Cloud Atlas (2012 Film) Literary Elements

Cloud Atlas (2012 Film) Literary Elements

Director

The Wachowskis and Tom Tykwer

Leading Actors/Actresses

Tom Hanks, Halle Berry, Jim Broadbent, and Hugo Weaving

Supporting Actors/Actresses

Jim Sturgess, Doona Bae, Ben Whishaw, and Keith David

Genre

Science Fiction

Language

English

Awards

Nominated for the Golden Globe for Best Original Score

Date of Release

October 26th, 2012

Producer

Grant Hill, Stefan Arndt, The Wachowskis, and the Wachowskis

Setting and Context

The film is set 6 different periods: the Pacific Islands in 1849, Cambridge / Edinburgh in 1936, San Francisco in 1973, London in 2012, Neo Seoul in 2144, and the Big Isle, 106 winters after The Fall (2321)

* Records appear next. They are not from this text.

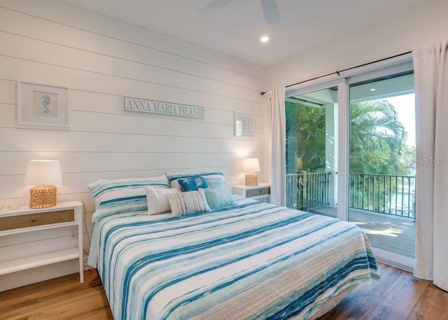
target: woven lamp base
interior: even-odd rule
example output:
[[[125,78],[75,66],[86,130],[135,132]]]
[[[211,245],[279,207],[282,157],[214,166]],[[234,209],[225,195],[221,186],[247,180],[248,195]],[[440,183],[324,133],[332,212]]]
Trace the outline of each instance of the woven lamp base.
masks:
[[[35,186],[29,188],[29,207],[49,208],[56,205],[56,186]]]
[[[257,174],[246,174],[245,178],[246,186],[248,187],[255,187],[258,186],[258,175]]]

Narrator and Point of View

Told from a third person point of view

Tone and Mood

Solemn, Violent, Chaotic, Energetic, Scientific, and Disruptive

Protagonist and Antagonist

Each story has a different protagonist: Adam Ewing, Robert Frobisher, Luisa Rey, Timothy Cavendish, Sonmi~451, and Zachary. Antagonists include: Henry Goose, Mephi, and Bill Smoke.

Major Conflict

There are a number of major conflicts in the film. In the first story, for example, the major conflict involves Adam Ewing's fight against slavery

Climax

There is no single, discernible climax in the film.

Foreshadowing

In the San Francisco-based story: the indictment of the oil executives is foreshadowed early on in the story.

Understatement

The profound difficulty of each of the actors playing a half dozen characters is understated throughout the film.

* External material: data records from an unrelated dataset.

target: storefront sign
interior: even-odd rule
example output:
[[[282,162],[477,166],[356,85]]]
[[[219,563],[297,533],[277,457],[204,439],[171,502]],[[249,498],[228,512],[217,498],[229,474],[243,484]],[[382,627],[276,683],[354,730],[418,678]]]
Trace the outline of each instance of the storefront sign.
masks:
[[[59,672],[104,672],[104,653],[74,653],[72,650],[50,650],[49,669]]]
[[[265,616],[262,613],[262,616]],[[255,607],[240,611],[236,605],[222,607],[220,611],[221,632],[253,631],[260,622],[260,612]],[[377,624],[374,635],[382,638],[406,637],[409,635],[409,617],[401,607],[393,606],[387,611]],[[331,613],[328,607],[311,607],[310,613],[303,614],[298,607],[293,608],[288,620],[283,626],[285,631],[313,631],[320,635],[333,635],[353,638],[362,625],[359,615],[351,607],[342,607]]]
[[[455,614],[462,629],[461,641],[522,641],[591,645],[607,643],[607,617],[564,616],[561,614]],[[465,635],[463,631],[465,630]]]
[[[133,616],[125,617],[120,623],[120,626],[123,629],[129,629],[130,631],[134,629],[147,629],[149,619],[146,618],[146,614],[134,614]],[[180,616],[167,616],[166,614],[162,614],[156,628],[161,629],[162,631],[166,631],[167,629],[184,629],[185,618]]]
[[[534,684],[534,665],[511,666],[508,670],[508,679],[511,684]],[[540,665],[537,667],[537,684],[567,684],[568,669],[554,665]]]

Innovations in Filming or Lighting or Camera Techniques

Cloud Atlas is one of the few films to have three directors who share credit with each other - the Wachowskis, in fact, directed half of the film and Tom Tykwer directed the other half.

Allusions

The book of the same name on which the film is based, Fahrenheit 451, Bullitt, Soylent Green, One Flew Over the Cuckoo's Nest (both the book and the film), Logan's Run, Akira, Battle Royale, history, and popular culture.

Paradox

N/A

Parallelism

Some of the events in each of the stories are paralleled in the film.